The Mulvihills had 10 children. My early research on this family is indebted to my lovely late second cousin twice removed, Mrs Marjorie Thompson née Mulvhill, who talked to me both by phone & in person in 2009.
Their eldest son was Francis Patrick Dominic Mulvihill, born 8th August 1909. So his birthday was the day the Olympics ended this year.
Last year I tested one of my aunts on 23andMe. A daughter of Frank’s was a high match and we got in touch. We soon discovered our link – we’re third cousins once removed.
When he was 14, Frank went to live with his Aunt Connie and her family in Coventry in the UK. While living there, Frank became involved with the Godiva Harriers, an athletics club, which still exists today. I found him on the 1939 Register still in Coventry, lodging with the Fear family and working as a turner and turret operator.
In 1948, London hosted the Olympics for the second time, the first Games in nearly 20 years. Ireland sent its biggest contingent yet, with 80 sportspeople, but politics got in the way and some Northern Irish people were forced to represent Great Britain. Frank Mulvihill captained the Irish track team for the 1948 Olympics. The Coventry Evening Telegraph reported that the Irish team met the British Royal family & members of the Godiva Harriers used their holidays to travel down to London and watch the race.

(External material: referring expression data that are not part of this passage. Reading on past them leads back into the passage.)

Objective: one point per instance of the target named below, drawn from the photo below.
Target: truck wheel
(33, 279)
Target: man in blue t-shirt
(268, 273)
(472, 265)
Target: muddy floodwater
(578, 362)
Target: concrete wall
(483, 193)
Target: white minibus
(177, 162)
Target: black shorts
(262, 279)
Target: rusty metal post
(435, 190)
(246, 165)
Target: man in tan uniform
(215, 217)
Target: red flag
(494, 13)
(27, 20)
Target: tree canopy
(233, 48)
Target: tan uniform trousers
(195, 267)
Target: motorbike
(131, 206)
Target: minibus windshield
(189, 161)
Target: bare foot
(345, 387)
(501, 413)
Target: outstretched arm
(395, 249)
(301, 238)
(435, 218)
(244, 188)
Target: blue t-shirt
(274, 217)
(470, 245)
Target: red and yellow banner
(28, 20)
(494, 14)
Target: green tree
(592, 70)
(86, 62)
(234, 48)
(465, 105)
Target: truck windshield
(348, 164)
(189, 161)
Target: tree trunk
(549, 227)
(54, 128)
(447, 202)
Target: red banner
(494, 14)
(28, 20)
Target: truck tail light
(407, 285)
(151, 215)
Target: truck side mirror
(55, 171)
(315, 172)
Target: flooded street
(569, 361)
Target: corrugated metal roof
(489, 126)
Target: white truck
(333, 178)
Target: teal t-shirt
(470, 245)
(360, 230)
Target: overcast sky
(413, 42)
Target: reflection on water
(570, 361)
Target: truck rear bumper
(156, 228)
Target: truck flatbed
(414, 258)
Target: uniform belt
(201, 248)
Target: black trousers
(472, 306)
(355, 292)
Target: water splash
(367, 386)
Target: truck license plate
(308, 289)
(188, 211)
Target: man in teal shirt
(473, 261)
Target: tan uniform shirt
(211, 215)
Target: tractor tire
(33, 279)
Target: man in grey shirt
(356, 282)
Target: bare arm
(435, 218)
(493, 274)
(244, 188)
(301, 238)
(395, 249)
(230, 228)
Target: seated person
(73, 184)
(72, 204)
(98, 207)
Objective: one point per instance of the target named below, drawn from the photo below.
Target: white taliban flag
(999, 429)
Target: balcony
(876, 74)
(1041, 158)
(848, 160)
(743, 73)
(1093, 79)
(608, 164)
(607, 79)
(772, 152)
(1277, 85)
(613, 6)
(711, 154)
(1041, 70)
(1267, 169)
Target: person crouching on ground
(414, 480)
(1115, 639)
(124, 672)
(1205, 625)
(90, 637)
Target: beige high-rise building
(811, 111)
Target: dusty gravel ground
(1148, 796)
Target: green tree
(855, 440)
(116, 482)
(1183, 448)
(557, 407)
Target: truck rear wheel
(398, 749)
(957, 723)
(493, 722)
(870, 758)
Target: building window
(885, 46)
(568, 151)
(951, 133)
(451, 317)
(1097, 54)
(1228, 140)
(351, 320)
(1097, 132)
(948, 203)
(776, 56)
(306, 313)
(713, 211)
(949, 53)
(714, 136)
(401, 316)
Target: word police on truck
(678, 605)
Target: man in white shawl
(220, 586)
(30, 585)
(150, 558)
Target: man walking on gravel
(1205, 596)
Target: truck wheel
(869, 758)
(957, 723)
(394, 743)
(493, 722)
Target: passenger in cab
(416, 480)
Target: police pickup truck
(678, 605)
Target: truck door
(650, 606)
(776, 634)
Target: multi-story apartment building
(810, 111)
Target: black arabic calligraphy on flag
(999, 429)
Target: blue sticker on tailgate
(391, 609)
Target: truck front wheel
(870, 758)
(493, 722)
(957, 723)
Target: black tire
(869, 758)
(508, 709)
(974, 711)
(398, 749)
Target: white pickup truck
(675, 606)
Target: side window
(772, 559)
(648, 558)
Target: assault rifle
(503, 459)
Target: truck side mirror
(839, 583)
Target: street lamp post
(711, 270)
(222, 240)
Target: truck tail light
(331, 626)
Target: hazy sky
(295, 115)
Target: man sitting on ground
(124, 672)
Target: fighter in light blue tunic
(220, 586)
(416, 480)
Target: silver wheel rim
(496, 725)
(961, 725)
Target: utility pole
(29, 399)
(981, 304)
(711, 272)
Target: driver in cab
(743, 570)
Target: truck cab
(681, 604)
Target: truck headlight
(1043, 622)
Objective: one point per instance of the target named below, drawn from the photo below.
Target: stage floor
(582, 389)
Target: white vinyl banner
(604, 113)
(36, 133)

The day before his 40th birthday, Frank represented Ireland in the marathon, the first time we had ever competed in the event. It was also a Saturday, as the 7th was this year. He placed 26th out of 41 participants, running the gruelling 26 miles in 2hrs 57 mins and 35 seconds. The race was won by Delfo Cabrera of Argentina. The Irish Independent reported Frank was in a minority of those who finished the race.
A few years after the Olympics, Frank emigrated to the USA, where he married Louise Pace in 1952. He became a naturalised US citizen in 1956. The couple had four daughters: Kathleen, Patricia, Selina and Maureen. Frank ran his own machine shop in California. He died young in 1965 but is remembered with great pride.
Frank Mulvihill was my mother Violet’s eldest brother. She was the youngest of 10. My goodness it’s been wonderful to read this.
Hi cousin! Thank you for your kind words.
I’ve since discovered another of Alice and Michael’s children: Kathleen Frances Hickey lived a few short months in 1899.
Wonderful to hear extra information on my uncle Frank, who ran with the Godiva Harriers. His daughter Selina visited Pallas Grean, a few years ago pre covid ,where I live. My mother was XXX who married my father XXX from Pallasgrean. (CB names removed to protect identity!
Lovely to hear from you, Patrick!
I’ve been chatting to your sister offline too.